# KotOR - Manaan - Sith Basis - Trainingsraum



## Rosini (24. Januar 2005)

Hi Community!

Mich hat wieder das Star Wars Fieber gepackt. Ich bin nun mit meiner Gemeinschaft auf Manaan in der Sith Basis. Dort gibt es ein gewisses Schleusensystem. Wenn man es da durch schafft, hat man die Möglichkeit zu einem Trainingsraum zu kommen. Bilder der Kamera in diesem Raum zeigen einen Selkath und einen dunklen Jedi-Ritter. Doch sobald ich vor der Trainingsraumtüre stehe, bekomm ich diese einfach nicht auf. Ich habe vergebens gesucht die Türe mit meinen Sicherheitstalent aufzubekommen.

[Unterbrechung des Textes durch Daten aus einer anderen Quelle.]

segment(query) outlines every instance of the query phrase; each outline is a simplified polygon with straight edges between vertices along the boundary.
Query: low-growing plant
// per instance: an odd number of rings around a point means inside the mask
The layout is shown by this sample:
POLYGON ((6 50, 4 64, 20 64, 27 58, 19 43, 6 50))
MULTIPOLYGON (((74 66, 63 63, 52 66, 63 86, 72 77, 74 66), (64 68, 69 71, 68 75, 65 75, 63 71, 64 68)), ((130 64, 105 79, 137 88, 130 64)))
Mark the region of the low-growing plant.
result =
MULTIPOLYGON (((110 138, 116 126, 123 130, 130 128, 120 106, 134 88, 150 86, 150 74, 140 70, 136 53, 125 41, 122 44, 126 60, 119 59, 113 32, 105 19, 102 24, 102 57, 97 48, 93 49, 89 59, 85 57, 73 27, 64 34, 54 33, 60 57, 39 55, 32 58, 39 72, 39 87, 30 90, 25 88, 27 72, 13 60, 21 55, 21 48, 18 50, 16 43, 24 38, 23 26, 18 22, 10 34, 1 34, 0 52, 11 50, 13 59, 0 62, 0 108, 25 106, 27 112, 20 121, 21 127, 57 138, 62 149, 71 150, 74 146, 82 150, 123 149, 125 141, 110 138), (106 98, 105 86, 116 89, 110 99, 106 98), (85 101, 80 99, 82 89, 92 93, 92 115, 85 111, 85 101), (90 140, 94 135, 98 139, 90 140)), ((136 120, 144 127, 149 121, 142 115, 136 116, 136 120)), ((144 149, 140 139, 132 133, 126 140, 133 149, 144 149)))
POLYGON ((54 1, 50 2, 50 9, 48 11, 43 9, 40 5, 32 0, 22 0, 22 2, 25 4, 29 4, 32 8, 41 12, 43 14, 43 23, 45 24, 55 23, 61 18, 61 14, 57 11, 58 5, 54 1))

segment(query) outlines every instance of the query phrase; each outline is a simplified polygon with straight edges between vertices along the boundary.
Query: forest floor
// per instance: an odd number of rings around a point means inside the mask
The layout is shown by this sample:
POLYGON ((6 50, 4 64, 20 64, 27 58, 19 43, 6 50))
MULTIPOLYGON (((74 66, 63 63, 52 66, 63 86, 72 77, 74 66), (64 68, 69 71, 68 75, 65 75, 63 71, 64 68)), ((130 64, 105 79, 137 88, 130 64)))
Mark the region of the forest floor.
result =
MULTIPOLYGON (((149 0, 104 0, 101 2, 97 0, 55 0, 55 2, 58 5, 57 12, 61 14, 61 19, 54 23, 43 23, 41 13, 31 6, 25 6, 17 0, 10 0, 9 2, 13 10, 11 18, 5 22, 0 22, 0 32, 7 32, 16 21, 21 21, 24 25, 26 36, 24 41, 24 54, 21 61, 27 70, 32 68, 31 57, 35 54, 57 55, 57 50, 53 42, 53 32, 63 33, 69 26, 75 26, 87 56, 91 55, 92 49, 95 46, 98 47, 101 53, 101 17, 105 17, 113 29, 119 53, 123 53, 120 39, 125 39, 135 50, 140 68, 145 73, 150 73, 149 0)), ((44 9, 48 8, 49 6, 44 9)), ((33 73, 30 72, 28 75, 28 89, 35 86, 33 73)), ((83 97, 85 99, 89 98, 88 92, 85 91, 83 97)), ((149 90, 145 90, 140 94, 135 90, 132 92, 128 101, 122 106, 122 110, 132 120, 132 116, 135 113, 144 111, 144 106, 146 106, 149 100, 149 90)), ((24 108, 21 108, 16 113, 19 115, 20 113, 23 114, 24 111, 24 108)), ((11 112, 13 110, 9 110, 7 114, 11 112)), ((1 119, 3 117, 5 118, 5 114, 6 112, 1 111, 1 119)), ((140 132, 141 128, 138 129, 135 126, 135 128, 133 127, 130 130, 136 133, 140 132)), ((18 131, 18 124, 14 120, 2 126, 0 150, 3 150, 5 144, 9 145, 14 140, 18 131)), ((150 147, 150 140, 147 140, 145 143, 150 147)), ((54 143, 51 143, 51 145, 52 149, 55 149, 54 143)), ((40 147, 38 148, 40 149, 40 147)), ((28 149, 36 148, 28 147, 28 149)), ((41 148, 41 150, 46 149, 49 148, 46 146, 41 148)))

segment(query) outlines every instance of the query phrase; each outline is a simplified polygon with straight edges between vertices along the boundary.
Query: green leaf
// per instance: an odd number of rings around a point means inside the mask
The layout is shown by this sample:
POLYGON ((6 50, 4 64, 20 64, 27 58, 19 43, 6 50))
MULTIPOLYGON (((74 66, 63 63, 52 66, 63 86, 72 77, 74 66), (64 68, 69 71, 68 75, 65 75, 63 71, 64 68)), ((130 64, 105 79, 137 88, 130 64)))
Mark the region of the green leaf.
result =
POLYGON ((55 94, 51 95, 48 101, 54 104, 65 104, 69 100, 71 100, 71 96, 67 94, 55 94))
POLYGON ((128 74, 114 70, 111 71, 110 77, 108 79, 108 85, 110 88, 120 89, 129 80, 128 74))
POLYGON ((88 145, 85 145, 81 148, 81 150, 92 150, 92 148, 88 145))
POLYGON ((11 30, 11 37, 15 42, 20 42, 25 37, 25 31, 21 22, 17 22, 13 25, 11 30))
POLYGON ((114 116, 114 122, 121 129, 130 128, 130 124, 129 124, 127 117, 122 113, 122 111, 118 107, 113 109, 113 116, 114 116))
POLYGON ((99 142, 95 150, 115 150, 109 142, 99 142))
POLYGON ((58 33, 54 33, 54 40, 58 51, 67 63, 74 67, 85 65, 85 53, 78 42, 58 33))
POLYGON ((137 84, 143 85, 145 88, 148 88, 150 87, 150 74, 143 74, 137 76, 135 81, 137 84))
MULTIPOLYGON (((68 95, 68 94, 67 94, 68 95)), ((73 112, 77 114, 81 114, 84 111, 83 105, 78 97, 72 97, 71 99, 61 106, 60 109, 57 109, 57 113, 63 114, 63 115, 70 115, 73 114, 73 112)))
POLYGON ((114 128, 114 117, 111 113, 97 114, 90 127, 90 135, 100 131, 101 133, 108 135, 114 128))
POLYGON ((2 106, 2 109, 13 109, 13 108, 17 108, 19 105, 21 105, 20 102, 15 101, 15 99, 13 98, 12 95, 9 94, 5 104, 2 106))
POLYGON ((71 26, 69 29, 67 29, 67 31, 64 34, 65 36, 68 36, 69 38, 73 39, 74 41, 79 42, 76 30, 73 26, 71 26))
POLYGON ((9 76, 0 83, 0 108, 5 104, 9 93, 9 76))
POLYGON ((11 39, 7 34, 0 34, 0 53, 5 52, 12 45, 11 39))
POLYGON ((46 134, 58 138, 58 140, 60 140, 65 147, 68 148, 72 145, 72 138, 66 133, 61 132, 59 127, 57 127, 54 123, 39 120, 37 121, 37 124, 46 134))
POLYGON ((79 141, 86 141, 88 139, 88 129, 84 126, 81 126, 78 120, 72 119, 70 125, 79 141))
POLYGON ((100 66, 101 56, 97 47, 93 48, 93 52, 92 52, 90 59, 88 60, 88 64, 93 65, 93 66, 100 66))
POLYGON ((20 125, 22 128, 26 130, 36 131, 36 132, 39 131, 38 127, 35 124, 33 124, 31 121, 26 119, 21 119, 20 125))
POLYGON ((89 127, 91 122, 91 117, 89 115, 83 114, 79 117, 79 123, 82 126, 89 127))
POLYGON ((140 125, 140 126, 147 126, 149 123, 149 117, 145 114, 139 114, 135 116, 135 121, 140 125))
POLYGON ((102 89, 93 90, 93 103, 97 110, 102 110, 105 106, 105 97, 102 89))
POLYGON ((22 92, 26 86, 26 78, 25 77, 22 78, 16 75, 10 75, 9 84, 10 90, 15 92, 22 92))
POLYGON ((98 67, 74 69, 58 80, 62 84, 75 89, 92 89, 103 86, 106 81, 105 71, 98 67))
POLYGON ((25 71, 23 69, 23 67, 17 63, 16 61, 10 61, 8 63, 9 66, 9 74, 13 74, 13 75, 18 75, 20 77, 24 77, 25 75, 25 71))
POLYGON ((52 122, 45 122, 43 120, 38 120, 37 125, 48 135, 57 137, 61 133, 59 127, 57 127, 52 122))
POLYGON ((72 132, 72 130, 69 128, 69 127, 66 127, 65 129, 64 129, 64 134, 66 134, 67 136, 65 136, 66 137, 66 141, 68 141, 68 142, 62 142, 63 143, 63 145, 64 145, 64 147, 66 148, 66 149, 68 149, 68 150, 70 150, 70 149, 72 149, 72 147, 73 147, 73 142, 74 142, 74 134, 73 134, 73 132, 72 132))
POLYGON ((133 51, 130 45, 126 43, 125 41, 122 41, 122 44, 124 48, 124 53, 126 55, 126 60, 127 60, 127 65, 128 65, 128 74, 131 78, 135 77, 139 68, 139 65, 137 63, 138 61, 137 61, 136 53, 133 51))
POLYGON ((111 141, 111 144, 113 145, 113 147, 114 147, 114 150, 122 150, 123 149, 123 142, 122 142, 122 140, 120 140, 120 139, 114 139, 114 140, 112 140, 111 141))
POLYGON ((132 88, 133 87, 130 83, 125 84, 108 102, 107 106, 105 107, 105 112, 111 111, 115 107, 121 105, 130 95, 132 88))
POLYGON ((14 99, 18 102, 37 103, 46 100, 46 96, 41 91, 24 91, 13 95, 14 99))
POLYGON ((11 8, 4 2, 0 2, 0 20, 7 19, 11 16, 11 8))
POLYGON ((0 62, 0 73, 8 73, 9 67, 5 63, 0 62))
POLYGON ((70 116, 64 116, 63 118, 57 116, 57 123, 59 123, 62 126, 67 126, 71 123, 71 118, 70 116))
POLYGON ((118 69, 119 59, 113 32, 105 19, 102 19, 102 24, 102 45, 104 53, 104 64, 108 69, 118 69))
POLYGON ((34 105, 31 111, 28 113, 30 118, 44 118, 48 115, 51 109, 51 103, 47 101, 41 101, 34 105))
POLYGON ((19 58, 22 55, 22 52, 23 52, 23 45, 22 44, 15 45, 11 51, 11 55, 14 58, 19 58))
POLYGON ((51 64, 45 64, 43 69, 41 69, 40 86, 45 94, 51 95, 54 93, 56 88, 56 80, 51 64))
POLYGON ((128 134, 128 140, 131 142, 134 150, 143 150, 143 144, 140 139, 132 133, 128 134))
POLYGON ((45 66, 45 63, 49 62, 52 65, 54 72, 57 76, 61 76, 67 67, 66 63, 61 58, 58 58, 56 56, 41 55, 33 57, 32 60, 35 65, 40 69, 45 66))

Desweiteren habe ich versucht alle nur denkbaren Systeme in dieser Basis zu überlasten. Auch mit erfolg, jedoch bleibt auch wieder die geheimnisvolle Trainingsraumtüre verschlossen? Was kann ich tun, um in diesen Trainingsraum zu gelangen? Es kommt mir nämlich seltsam vor, was ein Selkath bei den Sith, in einem Trainingsraum zu suchen hat 
Ich würde mich riesig über jegliche Art von Hilfe freuen 

MfG, Rosini


----------



## WackyWildWorm (24. Januar 2005)

Rosini am 24.01.2005 21:48 schrieb:
			
		

> Hi Community!
> 
> Mich hat wieder das Star Wars Fieber gepackt. Ich bin nun mit meiner Gemeinschaft auf Manaan in der Sith Basis. Dort gibt es ein gewisses Schleusensystem. Wenn man es da durch schafft, hat man die Möglichkeit zu einem Trainingsraum zu kommen. Bilder der Kamera in diesem Raum zeigen einen Selkath und einen dunklen Jedi-Ritter. Doch sobald ich vor der Trainingsraumtüre stehe, bekomm ich diese einfach nicht auf. Ich habe vergebens gesucht die Türe mit meinen Sicherheitstalent aufzubekommen.
> 
> ...



Ich glaube, du musst  erst in der Cantina mit einem Selkath reden, damit der dir steckt, dass ein paar Jugendliche Selkath verschwunden sind. Dann siehst du an dieser Stelle einen Selkath-Söldner, der die Tür aufmacht. Das sollte reichen.


----------



## Rosini (25. Januar 2005)

Danke. Das hat geholfen


----------



## WackyWildWorm (25. Januar 2005)

Rosini am 25.01.2005 21:30 schrieb:
			
		

> Danke. Das hat geholfen



Schön, dass ich helfen konnte. Habe das Spiel vor 5 min. durchgespielt. Sehr schönes Star Wars Flair  Bleib dran, es lohnt sich!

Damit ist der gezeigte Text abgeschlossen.